Nick turned around at that, a rodent’s low cunning back on his face. “Oh yeah?”
“Yes.”
He moved toward her in the low-gravity version of a saunter. It was intended to look threatening, but to Anna, who’d grown up down the well on Earth, it just looked silly. She suppressed a laugh.
“Sophia won’t say shit,” Nick said, walking up to her desk to stare down at her. “She knows better. She fell down in the kitchen, and she’ll say it to the magistrates.”
“That’s true,” Anna said, then opened the drawer of her desk and took the taser out. She held it in her lap where Nick couldn’t see it. “She’s terrified of you. But I’m not. I don’t care about you at all anymore.”
“Is that right?” Nick said, leaning forward, trying to frighten her by pushing into her personal space. Anna leaned toward him.
“But Sophia is a member of this congregation, and she is my friend. Her children play with my daughter. I love them. And if I don’t do something, you’re going to kill her.”
“Like what?”
“I’m going to call the police and tell them you threatened me.” She reached for her desk terminal with her left hand. It was a gesture meant to provoke. She might as well have said, Stop me.
He gave her a feral grin and grabbed her arm, squeezing the bones in her wrist together hard enough to ache. Hard enough to bruise. She pointed the taser at him with her other hand.
“What’s that?”
“Thank you,” she said, “for making this easier.”
She shot him, and he drifted to the ground spasming. She felt a faint echo of the shock through his hand on her arm. It made her hair stand up. She pulled up her desk terminal and called Sophia.
“Sophia, honey, this is Pastor Anna. Please listen to me. The police are going to be coming to your house soon to ask about Nick. You need to show them the bruises. You need to tell them what happened. Nick will already be in jail. You’ll be safe. But Nick confronted me when I asked him about what happened to you, and if you want to keep us both safe, you need to be honest with them.”
After a few minutes of coaxing, she finally got Sophia to say she would talk to the police when they came. Nick was starting to move his arms and legs feebly.
“Don’t move,” Anna said to him. “We’re almost done here.”
She called the New Dolinsk Police Department. The Earth corporation that had once had the contract was gone, but there still seemed to be police in the tunnels, so someone had picked it up. Maybe a Belter company. Or the OPA itself. It didn’t matter.
“Hello, my name is Reverend Doctor Annushka Volovodov. I’m the pastor at St. John’s United. I’m calling to report an assault on my person. A man named Nicholas Trubachev tried to attack me when I confronted him about beating his wife. No, he didn’t hurt me, just a few bruises on my wrist. I had a taser in my desk and used it before he could do anything worse. Yes, I’d be happy to give a statement when you arrive. Thank you.”

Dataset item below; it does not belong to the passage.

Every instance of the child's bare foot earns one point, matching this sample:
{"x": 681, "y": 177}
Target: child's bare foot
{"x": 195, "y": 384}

“Bitch,” Nick spat, trying to get off the floor on shaky limbs.
Anna shot him again.
“Tough day?” Nono asked when Anna finally got home. Nono was dandling their daughter on her lap, and little Nami gave a squeal and reached for Anna as soon as she closed the door behind her.
“How’s my girl?” Anna said, and dropped onto the couch next to them with a long sigh. Nono handed the baby to her, and Nami immediately set about undoing Anna’s bun and trying to pull her hair. Anna squeezed her daughter and took a long sniff off the top of her head. The subtle and powerful scent Nami had given off when they’d first brought her home had faded, but a faint trace of it was still there. Scientists might claim that humans lacked the ability to interact at the pheromonal level, but Anna knew that was baloney. Whatever chemicals Nami had been pumping out as a newborn were the most powerful drug Anna had ever experienced. It made her want to have another child just to smell it again.
“Namono, no hair pulling,” Nono said, trying to untwist Anna’s long red hair from the baby’s fist. “Don’t want to talk about it?” she said to Anna.
Nono’s full name was Namono too. But she’d been Nono ever since her older twin had been able to speak. When Anna and Nono named their daughter after her, the name had somehow morphed into Nami. Most people probably had no idea the baby was named after one of her mothers.